Users wreak havoc on the Conservative party app due to total lack of basic security

Kyle Picknell

As strong and stable as advertised

Gun to your head, what do you think is the most Conservative party way to kickstart their conference in Birmingham?

Do you think it is creating their app – the Conservative party conference app – and not even adding passwords to the accounts of the politicians attending? And inadvertently releasing the contact details of everyone at the event to the general public, things like Boris Johnson’s personal phone number? Do you think that is the most Tory thing to happen before the conference has even started? Having people sat at home log into the app as Boris and change his position from MP for Uxbridge to, simply, ‘DICKHEAD’? And then to change his profile picture to some hardcore pornography?  Do you?

Do you think that is the most fittingly Tory thing to happen before a party conference?

Because it might be.

https://twitter.com/DawnHFoster/status/1046020758642798593

The beauty is that it didn’t exactly require master hackers to discover the flaw, the thermal exhaust port in the Tory app Death Star.

Users could simply download the app and login using the parliamentary email addresses of those attending, which, of course, are readily available online.

That was it. That’s all they had to do, as demonstrated by the Guardian’s Dawn Foster who broke the story.

https://twitter.com/DawnHFoster/status/1046022868251873280

That’s all they had to do before they could do things like this: changing Michael Gove’s profile image and email to Rupert Murdoch.

Or things like this.

https://twitter.com/MintRoyale/status/1046029195636363264

After around an hour the Conservative Party tech team, presumably consisting of a similar setup to Mr. Burns’ thousand writer monkeys chained to a typewriter, managed to shut down the loophole to ensure that absolutely no one could get their hands on all the private details stored within the app. Other than the several people that already did.
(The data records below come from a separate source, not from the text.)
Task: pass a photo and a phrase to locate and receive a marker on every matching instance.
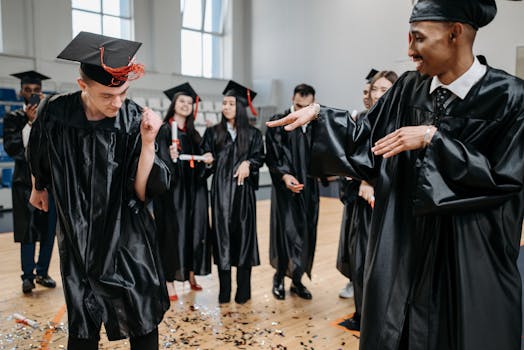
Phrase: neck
(181, 121)
(462, 64)
(92, 113)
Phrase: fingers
(281, 122)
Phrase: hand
(173, 152)
(367, 192)
(292, 183)
(296, 119)
(208, 158)
(151, 123)
(242, 172)
(39, 199)
(404, 139)
(31, 113)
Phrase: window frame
(101, 15)
(202, 31)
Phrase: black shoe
(27, 286)
(241, 301)
(46, 281)
(301, 290)
(278, 288)
(352, 323)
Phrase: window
(203, 37)
(107, 17)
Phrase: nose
(117, 102)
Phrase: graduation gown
(29, 223)
(294, 216)
(348, 193)
(233, 207)
(445, 232)
(110, 266)
(181, 214)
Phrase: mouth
(418, 61)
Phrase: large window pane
(192, 14)
(120, 8)
(89, 5)
(117, 27)
(191, 52)
(213, 17)
(86, 21)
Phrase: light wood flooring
(196, 321)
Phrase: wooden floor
(196, 321)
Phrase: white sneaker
(347, 291)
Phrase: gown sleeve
(454, 175)
(255, 157)
(13, 143)
(278, 157)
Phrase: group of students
(442, 239)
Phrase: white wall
(333, 44)
(35, 31)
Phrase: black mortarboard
(242, 93)
(30, 77)
(186, 88)
(476, 13)
(107, 60)
(371, 74)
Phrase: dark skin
(439, 49)
(26, 91)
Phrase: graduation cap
(371, 74)
(187, 90)
(107, 60)
(476, 13)
(241, 93)
(30, 77)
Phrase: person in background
(237, 153)
(348, 193)
(181, 214)
(30, 224)
(445, 146)
(294, 201)
(360, 222)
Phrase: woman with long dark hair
(181, 214)
(238, 151)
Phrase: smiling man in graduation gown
(30, 224)
(294, 201)
(95, 151)
(445, 144)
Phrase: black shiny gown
(348, 193)
(446, 227)
(294, 216)
(110, 265)
(29, 223)
(181, 214)
(233, 207)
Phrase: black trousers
(243, 285)
(145, 342)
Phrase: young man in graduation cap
(445, 144)
(30, 224)
(95, 151)
(294, 201)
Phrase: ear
(456, 31)
(81, 83)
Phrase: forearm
(145, 164)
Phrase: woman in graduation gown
(445, 234)
(181, 214)
(238, 151)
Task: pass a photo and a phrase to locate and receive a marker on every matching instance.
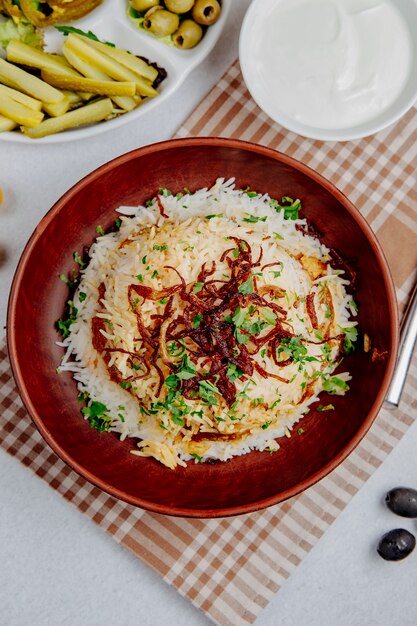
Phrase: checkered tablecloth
(231, 568)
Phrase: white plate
(255, 25)
(111, 23)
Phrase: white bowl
(111, 23)
(265, 86)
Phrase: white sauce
(333, 63)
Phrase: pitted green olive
(160, 22)
(143, 5)
(179, 6)
(188, 35)
(206, 12)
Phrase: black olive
(396, 544)
(402, 501)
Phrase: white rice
(137, 254)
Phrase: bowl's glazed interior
(245, 483)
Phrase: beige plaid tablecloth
(231, 568)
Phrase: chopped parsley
(253, 219)
(289, 206)
(125, 384)
(247, 287)
(97, 416)
(69, 283)
(208, 392)
(335, 385)
(198, 287)
(63, 325)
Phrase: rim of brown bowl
(312, 478)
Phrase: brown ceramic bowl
(245, 483)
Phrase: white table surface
(56, 567)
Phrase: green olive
(160, 22)
(179, 6)
(188, 35)
(143, 5)
(206, 12)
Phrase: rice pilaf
(208, 324)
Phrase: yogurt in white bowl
(331, 69)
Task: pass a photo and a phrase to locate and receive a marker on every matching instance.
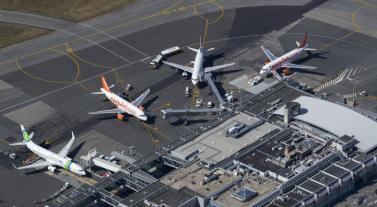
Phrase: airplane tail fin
(104, 83)
(303, 41)
(105, 86)
(26, 137)
(200, 45)
(18, 144)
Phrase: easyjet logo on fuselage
(121, 104)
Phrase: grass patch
(74, 10)
(14, 33)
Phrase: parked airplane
(134, 108)
(197, 72)
(285, 60)
(50, 159)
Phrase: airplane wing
(217, 67)
(290, 65)
(110, 111)
(140, 99)
(182, 67)
(65, 150)
(38, 164)
(268, 53)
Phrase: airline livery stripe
(68, 165)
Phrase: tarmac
(59, 79)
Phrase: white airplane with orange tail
(285, 60)
(133, 108)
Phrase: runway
(63, 83)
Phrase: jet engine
(184, 75)
(51, 168)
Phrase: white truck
(156, 62)
(256, 80)
(187, 92)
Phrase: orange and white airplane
(133, 108)
(285, 60)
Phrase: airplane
(134, 108)
(198, 71)
(285, 60)
(50, 159)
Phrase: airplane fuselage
(125, 106)
(55, 159)
(197, 72)
(280, 61)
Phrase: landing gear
(287, 72)
(120, 117)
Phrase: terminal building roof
(338, 120)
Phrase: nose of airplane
(143, 117)
(78, 169)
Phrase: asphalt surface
(64, 82)
(34, 20)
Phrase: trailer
(171, 51)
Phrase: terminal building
(337, 120)
(303, 155)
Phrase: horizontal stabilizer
(102, 93)
(182, 67)
(268, 53)
(193, 49)
(298, 43)
(140, 99)
(291, 65)
(110, 111)
(65, 150)
(38, 164)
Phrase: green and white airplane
(50, 159)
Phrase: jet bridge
(166, 113)
(209, 79)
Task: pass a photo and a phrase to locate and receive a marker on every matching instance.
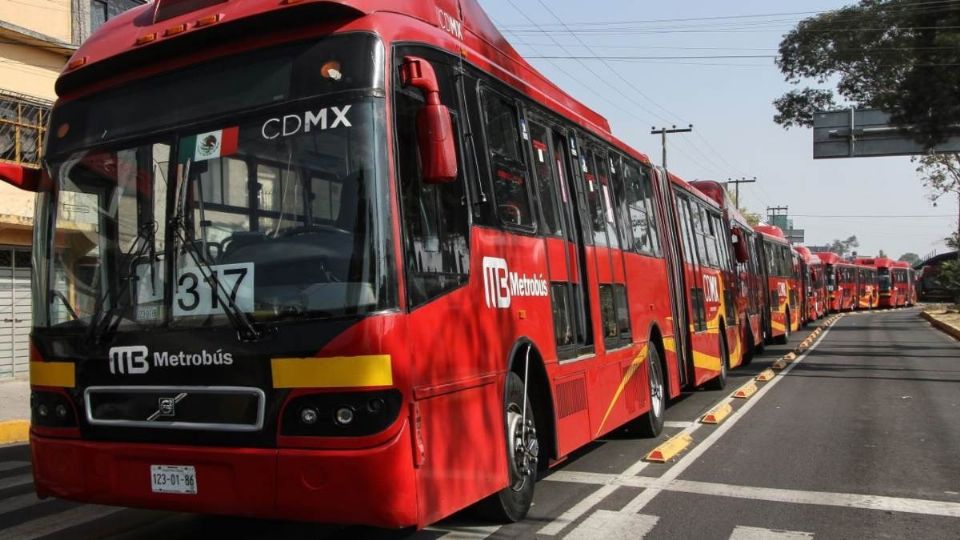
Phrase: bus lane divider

Other than those guys.

Jon Trickett of the Labour party, in response to what Foster called a Thick of It-style omnishambles, asked: “How can we trust this Tory Government with our country’s security when they can’t even build a conference that keeps the date of their members, MPs and others attending safe and secure?”

https://twitter.com/DawnHFoster/status/1046042881469939715

One imagines the Conservatives, meanwhile, are struggling to get out a statement due to their staff attempting to use a dial-up internet service and the landline telephone at the same time.

Truly, it was the best of times, it was the blurst of times.

Update:

Around three hours after the data breach a Conservative party spokesperson released the following statement via email:

“The technical issue has been resolved and the app is now functioning securely. We are investigating the issue further and apologise for any concern caused.”